Tonga Military

Tonga is a country located in the South Pacific Ocean and is known for its strong military and defense. The Tongan Defence Services (TDS) is the military branch of the country and consists of three branches: Army, Navy, and Air Force. The total active personnel stands at around 1,200 with an additional reserve force of around 1,000 personnel. Tonga has a lower defense budget compared to its GDP as it spends about 3.2% of its GDP on defense. The country also imports weapons from countries such as Australia, New Zealand, China, and India. Tonga also has strong ties with other countries in the region such as Samoa which allows them to cooperate militarily when needed. As a result of this strong military presence in the region Tonga has become an important regional player in security issues and is able to maintain peace and stability within the South Pacific effectively. See naturegnosis to learn more about the country of Tonga.


Tonga (2009) has no military means to support its security. To see related acronyms about this country, please check ABBREVIATIONFINDER where you can see that TON stands for Tonga.

Tonga Army

In February 2004, Bogdonoff agreed to pay $ 1 million. US $ to bring his balance with Tonga out of the world.

In May, the national airline, Royal Tongan Airlines, closed, as it did not have enough finances to pay for necessary repairs to the company’s aircraft.

In a surprising political maneuver, Ata ‘Ulukalala announced in November the extension of the 2-member government from March 2005.

In the March 2005 parliamentary elections – in which only 33 noblemen had the right to vote – nine of them were elected to parliament. It is already divided into three with 12 ministers appointed by the king, 9 representatives of the people 9 for the nobility.

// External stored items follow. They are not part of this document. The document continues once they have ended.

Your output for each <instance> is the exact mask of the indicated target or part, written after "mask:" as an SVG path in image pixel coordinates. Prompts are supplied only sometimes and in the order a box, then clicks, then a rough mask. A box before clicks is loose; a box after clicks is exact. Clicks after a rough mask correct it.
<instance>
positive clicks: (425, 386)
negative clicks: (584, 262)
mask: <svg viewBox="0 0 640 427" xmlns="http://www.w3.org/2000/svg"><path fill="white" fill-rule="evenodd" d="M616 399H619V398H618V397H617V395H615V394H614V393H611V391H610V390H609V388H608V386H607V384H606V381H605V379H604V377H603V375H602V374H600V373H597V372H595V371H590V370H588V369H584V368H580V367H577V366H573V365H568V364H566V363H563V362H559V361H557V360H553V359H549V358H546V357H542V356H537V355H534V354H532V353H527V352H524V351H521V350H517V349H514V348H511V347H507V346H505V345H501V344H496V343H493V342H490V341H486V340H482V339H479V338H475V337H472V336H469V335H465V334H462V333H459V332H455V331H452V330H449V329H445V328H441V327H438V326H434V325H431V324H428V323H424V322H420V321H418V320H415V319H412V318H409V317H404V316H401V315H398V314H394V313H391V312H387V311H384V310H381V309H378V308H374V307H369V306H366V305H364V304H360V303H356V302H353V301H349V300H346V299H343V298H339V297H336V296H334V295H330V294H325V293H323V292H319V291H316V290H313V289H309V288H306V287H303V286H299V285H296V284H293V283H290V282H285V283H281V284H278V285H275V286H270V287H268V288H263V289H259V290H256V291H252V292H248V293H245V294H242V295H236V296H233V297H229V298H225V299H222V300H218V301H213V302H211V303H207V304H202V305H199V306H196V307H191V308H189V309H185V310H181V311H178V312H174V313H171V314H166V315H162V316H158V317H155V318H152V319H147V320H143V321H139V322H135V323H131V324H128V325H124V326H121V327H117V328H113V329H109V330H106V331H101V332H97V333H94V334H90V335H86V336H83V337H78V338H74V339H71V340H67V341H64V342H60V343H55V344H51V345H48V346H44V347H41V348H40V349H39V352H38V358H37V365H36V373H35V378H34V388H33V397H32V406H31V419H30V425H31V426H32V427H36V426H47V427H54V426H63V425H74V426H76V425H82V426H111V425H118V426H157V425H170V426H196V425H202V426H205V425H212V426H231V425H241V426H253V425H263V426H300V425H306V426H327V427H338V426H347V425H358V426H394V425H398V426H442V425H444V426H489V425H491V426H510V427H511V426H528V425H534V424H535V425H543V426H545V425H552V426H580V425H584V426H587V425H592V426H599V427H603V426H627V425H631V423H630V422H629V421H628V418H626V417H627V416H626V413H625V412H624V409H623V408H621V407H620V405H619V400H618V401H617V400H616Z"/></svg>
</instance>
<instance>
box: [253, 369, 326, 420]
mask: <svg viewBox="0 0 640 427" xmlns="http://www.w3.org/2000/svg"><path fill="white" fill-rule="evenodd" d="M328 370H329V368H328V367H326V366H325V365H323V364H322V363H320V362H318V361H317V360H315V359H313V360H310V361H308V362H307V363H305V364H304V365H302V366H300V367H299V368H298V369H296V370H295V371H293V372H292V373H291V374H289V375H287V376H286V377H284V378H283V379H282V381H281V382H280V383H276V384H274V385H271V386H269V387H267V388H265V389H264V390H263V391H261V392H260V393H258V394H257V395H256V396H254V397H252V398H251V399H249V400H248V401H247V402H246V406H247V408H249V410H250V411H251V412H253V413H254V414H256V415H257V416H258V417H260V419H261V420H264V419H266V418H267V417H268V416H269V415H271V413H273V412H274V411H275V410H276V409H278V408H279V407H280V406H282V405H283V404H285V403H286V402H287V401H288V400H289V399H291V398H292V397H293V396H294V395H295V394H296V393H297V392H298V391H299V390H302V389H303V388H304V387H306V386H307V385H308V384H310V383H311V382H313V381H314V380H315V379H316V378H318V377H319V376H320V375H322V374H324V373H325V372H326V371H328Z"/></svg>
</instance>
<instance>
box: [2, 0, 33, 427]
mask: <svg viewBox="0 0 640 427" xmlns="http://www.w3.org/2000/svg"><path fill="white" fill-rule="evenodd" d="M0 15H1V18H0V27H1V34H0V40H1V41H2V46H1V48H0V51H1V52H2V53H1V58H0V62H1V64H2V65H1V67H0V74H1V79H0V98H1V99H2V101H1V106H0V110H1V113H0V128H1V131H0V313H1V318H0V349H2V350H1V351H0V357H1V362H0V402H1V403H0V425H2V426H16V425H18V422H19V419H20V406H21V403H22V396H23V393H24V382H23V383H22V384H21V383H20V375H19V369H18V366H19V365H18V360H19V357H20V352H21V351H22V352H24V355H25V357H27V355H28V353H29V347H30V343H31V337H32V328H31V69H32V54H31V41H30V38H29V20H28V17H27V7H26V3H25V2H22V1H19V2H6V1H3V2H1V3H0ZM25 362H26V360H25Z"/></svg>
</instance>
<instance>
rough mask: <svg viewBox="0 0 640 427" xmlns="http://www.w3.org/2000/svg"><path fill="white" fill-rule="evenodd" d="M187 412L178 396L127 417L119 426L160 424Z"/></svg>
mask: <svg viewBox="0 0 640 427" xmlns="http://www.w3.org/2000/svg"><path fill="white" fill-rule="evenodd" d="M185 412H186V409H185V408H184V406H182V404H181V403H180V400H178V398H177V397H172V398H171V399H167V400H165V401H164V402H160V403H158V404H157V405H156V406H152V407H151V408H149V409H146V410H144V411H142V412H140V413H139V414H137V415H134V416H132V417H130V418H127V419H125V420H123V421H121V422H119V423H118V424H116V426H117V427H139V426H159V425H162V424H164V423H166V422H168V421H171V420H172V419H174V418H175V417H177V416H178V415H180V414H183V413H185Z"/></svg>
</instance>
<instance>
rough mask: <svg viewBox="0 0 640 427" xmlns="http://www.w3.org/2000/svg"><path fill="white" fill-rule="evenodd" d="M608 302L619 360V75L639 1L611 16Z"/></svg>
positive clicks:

Seven of the nobility’s 9 seats went to sympathizers with the pro-democracy movement.

A strike among public servants demanding wage increases paralyzed the country in July-August 2005, and was also marked by violent clashes between protesters and police in the capital. Despite an agreement with the government in early September, the demonstrations continued anyway, but now with demands for democratic reforms.

  • COUNTRYAAH: Do you know where is Tonga on the world map? Come to see the location and all bordering countries of Tonga.

After a decade of negotiations, Tonga was admitted to the WTO in December. The organization’s secretary general Pascal Lamy stated that it would continue its work towards “an efficient integration of small economies like Tongas into the organization’s work”. The formal accession to the WTO took place in July 2007.

As a result of the popular protests demanding reform and greater openness from the royal family, Prince Ulukalala Lavaka Ata resigned from the post of prime minister, and for the first time in the country’s history elections were held. It was won by Feleti Sevele, who in March 2006 took over the post.

King Tupou was crowned on August 1, 2008. Three days earlier, he transferred part of his power to Prime Minister Sevele as part of the 2010 transition to parliamentaryism.

In 2010, the Brigadier General and Commander-in-Chief of the country’s armed forces, Tauʻaika ʻUtaʻatu, signed an agreement in London pledging 200 soldiers to the UK Occupation Force in Afghanistan (ISAF). Tonga has also provided soldiers and police to the Bougainville conflict, Papua New Guinea conflicts and to the Australian-led RAMSI force in the Solomon Islands. A parade was held for the ISAF soldiers when they returned to Tonga in April 2014.

In December 2010, Sialeʻataongo Tuʻivakanō was elected prime minister by secret ballot, receiving 14 votes against his opponent’s 2. It was the first time in the country’s history that the prime minister was not nominated by the king but by secret ballot.